The need for real change is  being increasingly recognised by New Zealanders. Last September over 100,000 folk demonstrated throughout the country, demanding more urgent action on climate change. And while Green Party co-leaders James Shaw and Marama Davidson made some sympathetic noises, they did nothing else. When the call was for urgent action, the Green Party decided that it was going to remain loyal to a policy target of achieving supposed carbon neutrality by 2050. This flies in the face of overwhelming scientific evidence that has warned us that we have nothing like thirty years to get our act together. As it stands, we should be aiming for carbon neutrality by 2030. That is what being proposed, for example, by the Icelandic government and by the British Labour Party. And its what's been proposed in the United States by politicians like Alexandria Ocasio-Cortez and Bernie Sanders, not to mention the Sunrise movement.

The fundamental problem with the Green Party is that it remains committed to corporate environmentalism or what is sometimes referred to as 'green capitalism'. This has led to a policy approach that thinks that we just have to tinker with the levers and dials of the very machine that is eating up the planet in order to effectively combat climate change. But as much of environmental movement now recognises, we can only fight climate change by transforming our failed economic model and building something better.

As Naomi Klein notes In her book This Changes Everything: 'What the climate needs to avoid collapse is a contraction in humanity's use of resources; what our economic model demands to avoid collapse is unfettered growth . . .'

It is the inherent conservatism of the Green Party leadership that has prevented it from proposing a Green New Deal for New Zealand, despite the fact that there would be widespread public for a GND. It would be something similar to that being proposed by the UK Labour Party or by Bernie Sanders and Alexandria Ocasio-Cortez in the United States.

The GND represents an opportunity to transform a failed economic model that has benefited no-one but the one percent. But it is this failed economic model that the Green Party continues to uphold and defend. Indeed in Parliament co-leader James Shaw has claimed that it is you and me ('the people') and not capitalism that are to blame for the climate crisis.

But it must be an election year because James Shaw and the Green Party are now trying to present themselves as the 'progressive' face of New Zealand politics.
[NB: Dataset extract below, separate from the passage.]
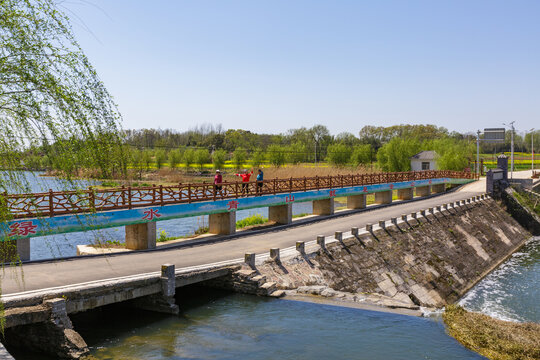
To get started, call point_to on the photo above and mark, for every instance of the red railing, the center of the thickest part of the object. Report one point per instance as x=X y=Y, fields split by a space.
x=55 y=203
Unwilling to acknowledge or perhaps even oblivious to any of the Green Party's deep failings, Shaw wants us to believe that New Zealand's descent into the centrist quagmire is all the fault of the Labour Party. According to Shaw:

 'If I have a frustration with Labour, it’s that they could have spent more political capital than they have.'

What's wrong with the picture that Shaw is trying to paint? The Green Party is not an innocent bystander. It has walked hand in hand with Labour while it has not been spending 'more political capital'. The Green Party's poodle-like loyalty to Labour has even extended to it not wanting to ask the Government any critical parliamentary questions because it might risk embarrassing Jacinda and co.
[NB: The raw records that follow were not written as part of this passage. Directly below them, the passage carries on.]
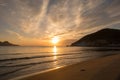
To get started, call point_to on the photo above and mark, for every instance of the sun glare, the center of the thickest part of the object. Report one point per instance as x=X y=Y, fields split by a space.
x=55 y=40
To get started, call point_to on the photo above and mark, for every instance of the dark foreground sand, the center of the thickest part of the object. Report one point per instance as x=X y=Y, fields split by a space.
x=106 y=68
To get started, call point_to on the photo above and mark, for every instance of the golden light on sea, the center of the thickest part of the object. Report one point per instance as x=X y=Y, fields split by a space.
x=55 y=40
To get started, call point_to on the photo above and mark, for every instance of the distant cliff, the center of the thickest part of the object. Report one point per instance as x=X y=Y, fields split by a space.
x=6 y=43
x=103 y=38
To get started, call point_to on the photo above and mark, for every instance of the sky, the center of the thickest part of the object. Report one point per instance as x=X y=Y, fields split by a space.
x=35 y=22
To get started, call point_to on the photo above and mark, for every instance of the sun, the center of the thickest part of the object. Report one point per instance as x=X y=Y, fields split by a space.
x=55 y=40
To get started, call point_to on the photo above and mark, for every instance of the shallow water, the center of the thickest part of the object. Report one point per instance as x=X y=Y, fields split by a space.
x=18 y=61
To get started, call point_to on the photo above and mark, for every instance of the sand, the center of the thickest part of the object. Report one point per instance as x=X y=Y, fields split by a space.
x=106 y=68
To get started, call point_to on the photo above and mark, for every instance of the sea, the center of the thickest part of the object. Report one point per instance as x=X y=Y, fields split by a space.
x=18 y=61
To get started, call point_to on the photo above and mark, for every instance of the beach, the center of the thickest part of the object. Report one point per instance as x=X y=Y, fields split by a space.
x=105 y=68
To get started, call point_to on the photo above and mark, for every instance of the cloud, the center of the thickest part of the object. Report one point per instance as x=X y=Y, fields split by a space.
x=69 y=19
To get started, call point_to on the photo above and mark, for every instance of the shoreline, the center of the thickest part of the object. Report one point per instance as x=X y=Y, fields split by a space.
x=104 y=68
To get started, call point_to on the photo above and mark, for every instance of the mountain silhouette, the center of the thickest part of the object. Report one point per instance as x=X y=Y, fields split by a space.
x=104 y=38
x=6 y=43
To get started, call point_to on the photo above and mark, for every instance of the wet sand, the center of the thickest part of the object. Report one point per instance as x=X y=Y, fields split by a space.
x=106 y=68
Let us not forget too, that it was James Shaw who co-wrote the Budget Responsibility Rules with Finance minister Grant Robertson and which marked the continuation of austerity.

As writer Arundhati Roy has written, our mission must be to 'disable the engine' of capitalism. But that's not a mission that the Green Party are prepared to undertake. Maybe if it had shown something more than just deference to Labour over the past three years it might not be languishing in the polls right now.